Eren Keskin est venue à Rennes en mars 2009 présenter son livre “Hepsi Gerçek” (Tout est vrai), un réquisitoire sévère contre l’Etat turc, accusé de faire de la torture, du harcèlement sexuel et du viol une arme pour humilier la victime, la forcer à avouer même les crimes qu’elle n’a pas commis, à dénoncer les personnes présentées comme des “terroristes”, même celles appartenant à sa propre famille et à collaborer aux actions de”basses œuvres de la contre-guérilla.

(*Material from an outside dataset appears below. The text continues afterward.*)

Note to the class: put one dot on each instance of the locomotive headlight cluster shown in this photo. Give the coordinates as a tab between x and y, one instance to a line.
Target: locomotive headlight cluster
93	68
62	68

Elle a, dans la cadre de la journée internationale, donné une conférence très remarquée à la Maison des associations sur le thème « Femmes et liberté de pensée en Turquie ». Elle a été reçue par le maire de Rennes, Daniel Delaveau et Jocelyne Bougeard, adjointe déléguée aux droits de la femme, aujourd’hui adjointe chargées de l’international).
“Une sale histoire”
La justice reproche à cette ancienne présidente de la section d’Istanbul de l’association turque des droits de l’homme (IHD) d’avoir évoqué, lors d’une conférence donnée il y a dix ans à Çerkezköy (province de Tekirdağ dans la région de Marmara), l’exécution extra judiciaire d’un père et de son fils et d’avoir qualifié cet acte, condamné depuis par la Cour européenne des droits de l’homme, de “sale histoire ” révélant “un état d’esprit sauvage qui permet à l’Etat turc de tuer un enfant de douze ans”. En novembre 2004, dans le village de Qoser (région de Mardin), Ahmet Kaymaz (31 ans) et son fils Ugur Kaymaz (12 ans) ont été tués par les forces de sécurité turques sur le pas de leur maison. L’armée a invoqué alors une opération anti-terroriste, Ahmet Kaymaz étant connu comme un membre du parti kurde légal (Parti de la démocratie du peuple) et sa famille étant connue pour avoir refusé de devenir gardiens de village (forces supplétives de l’armée turque). Cette exécution et l’acquittement des tueurs par les différentes juridictions turques avaient suscité une grande émotion au Kurdistan.
L’acharnement de l’Etat turc
On aurait pu penser que les choses iraient vers l’apaisement, au vu d’une situation internationale, des plus compliquées, notamment au Moyen Orient, avec la guerre déclarée contre le prétendu « Etat islamique ». Que nenni ! La répression continue sous l’ère Erdogan. Comme pour Pinar Selek, dont le procès est pour la énième fois relancé par un appel du procureur, l’acharnement contre Eren Keskin est manifeste. Le juge ne s’est pas contenté de condamner, dix ans après les faits, l’avocate à dix mois d’emprisonnement, mais il lui a refusé le sursis au motif fallacieux qu’elle avait un casier judiciaire, “un mauvais dossier”. Eren Keskin, s’adressant à la presse, a tenu à mettre les choses au point :
mauvais dossier, casier judiciaire, sont des expressions utilisées pour les affaires criminelles graves. Moi, je suis militante des droits de l’homme et avocate. Ce verdict arrive après les déclarations du gouvernement comme quoi plus personne ne se trouve en prison pour délit d’opinion. Décidément, il n’y a rien de changé en Turquie.